Sebuah Renungan Kecil
Ketika langit mendung, awan tebal berarak, dan sesekali kilat menyabung, terlintas di benak saya suatu peristiwa dramatis sebagai salah satu babak yang harus dijalani manusia: Perpisahan! la hadir bagai menggantung di pelupuk mata, begitu sukar untuk ditepiskan. la utuh, menyeluruh dan sempurna berwujud ketika langit benar-benar telah mencurahkan air hujan.
Mengapa ia hadir di mata saya? Yang jelas, di samping jawaban klise, entah ada satu kegetiran yang tengah menyelubungi manakala paparan dari sedikit cuplikan kisah masa, datang menyapa lagi. Yakni, keharuan pada musim.
Keharuan pada musim?
Ya, keharuan yang mengapung dalam setiap ruas yang akan menjaraki musim. Mengantarai dua skala yang semu, sebenarnya. Musim bercengkerama di satu sisi, dan musim berjarak di sisi lain. Duanya adalah sisi yang harus dan terus dijalani sejak dulu kala. Sejak Adam dan Hawa berpisah di surga, sampai mereka bertemu lagi di tanah penuh pasir yang gersang. Tapi yang utuh: mereka tetap punya cinta!.

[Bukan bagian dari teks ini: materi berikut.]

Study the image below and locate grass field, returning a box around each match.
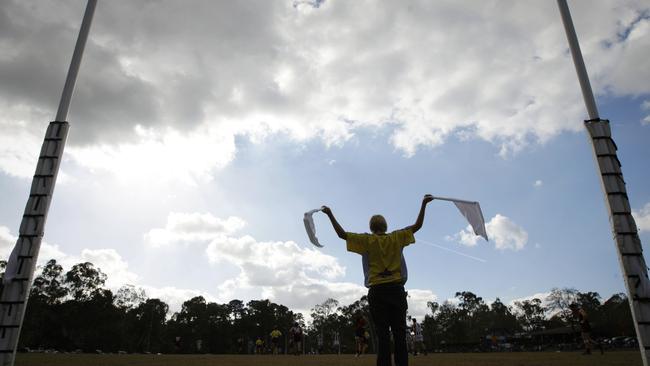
[14,352,643,366]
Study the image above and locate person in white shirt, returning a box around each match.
[411,318,426,356]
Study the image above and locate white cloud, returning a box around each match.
[508,291,552,310]
[456,226,482,247]
[147,212,438,317]
[67,125,237,186]
[407,289,438,322]
[0,226,15,260]
[0,227,200,315]
[42,247,140,291]
[633,202,650,232]
[1,1,648,180]
[262,279,366,313]
[0,106,72,182]
[0,112,43,179]
[205,234,361,311]
[487,214,528,251]
[206,236,345,284]
[38,243,68,265]
[2,220,441,318]
[642,100,650,125]
[144,212,246,247]
[142,285,216,314]
[454,214,528,251]
[0,225,138,290]
[147,211,358,311]
[77,248,139,287]
[534,180,543,187]
[0,225,68,266]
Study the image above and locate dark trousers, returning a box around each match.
[368,283,408,366]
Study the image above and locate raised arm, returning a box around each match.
[406,194,434,233]
[321,206,347,240]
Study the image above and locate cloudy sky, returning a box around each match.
[1,0,649,320]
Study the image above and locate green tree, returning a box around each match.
[454,291,490,343]
[132,298,169,353]
[514,298,545,332]
[545,287,578,323]
[488,298,520,334]
[309,298,341,352]
[598,293,634,337]
[114,284,147,309]
[65,262,107,301]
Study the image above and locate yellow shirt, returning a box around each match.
[346,229,415,286]
[256,339,263,346]
[270,330,282,339]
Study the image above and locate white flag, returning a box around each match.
[433,196,489,241]
[303,208,324,247]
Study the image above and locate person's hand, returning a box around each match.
[321,206,332,215]
[423,194,434,204]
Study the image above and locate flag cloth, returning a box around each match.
[433,196,488,241]
[303,208,324,247]
[303,197,488,248]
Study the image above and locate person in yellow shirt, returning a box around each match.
[322,194,434,366]
[255,337,264,355]
[270,327,283,355]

Lantas, apa korelasi timbal-baliknya dengan semua kepastian yang telah saya tulis? Ada! Pertama, kita akan menghadapi suatu musim yang teramat beda dengan biasa. Tentang apa? Jelas, tentang siapa yang akan mengepalai kita dalam bergembala di babak berikut. Kedua, tentang bagaimana kita bersikap dalam musim ke dua yang beda ini. Bukankah antara yang mengepalai di babak pertama begitu beda situasinya dengan yang akan mengepalai di babak kedua nanti? Sekali pun, dalam suasana, yang tetap dikepalai oleh pelakon babak pertama.
Fantastis! Begitu kalimatnya. Luar biasa baru sebagai ungkapan verbal atas ketidaksenangan situasi dan kondisi yang telah terbangun. Tapi kita toh tak dapat berbuat banyak selain mengikuti alur yang telah diuntukkan buat kita masing-masing? Saya adalah si A, sedangkan Anda adalah si B, dan si anu adalah si C, maka kita punya rute sendiri yang mungkin juga bisa disikapi dengan asing dan janggal!
Tapi, bagaimanapun, pergantian musim adalah suatu yang memang harus kita sikapi dengan bijaksana. Karena ia adalah esensi dari hari yang tak mungkin diadendumi semau kita. Dan, sikap yang sama, toh juga harus diberikan pada siapa yang akan datang dan siapa yang akan melambaikan selamat tinggal (setidaknya dalam makna intuitif).
Dan, ketika hujan turun dengan deras, plafon rumah pun tiada kuasa membendung gemuruhnya, satu yang bisa kita lakukan: menyikapi hujan sebagaimana ajaran kearifan. Tak perlulah kita berdebat mengapa ini jadi begitu, mengapa itu jadi begini! Mengapa ini yang direncanakan kok itu yang menjelma. Yah, marilah kita mengarifi maknanya.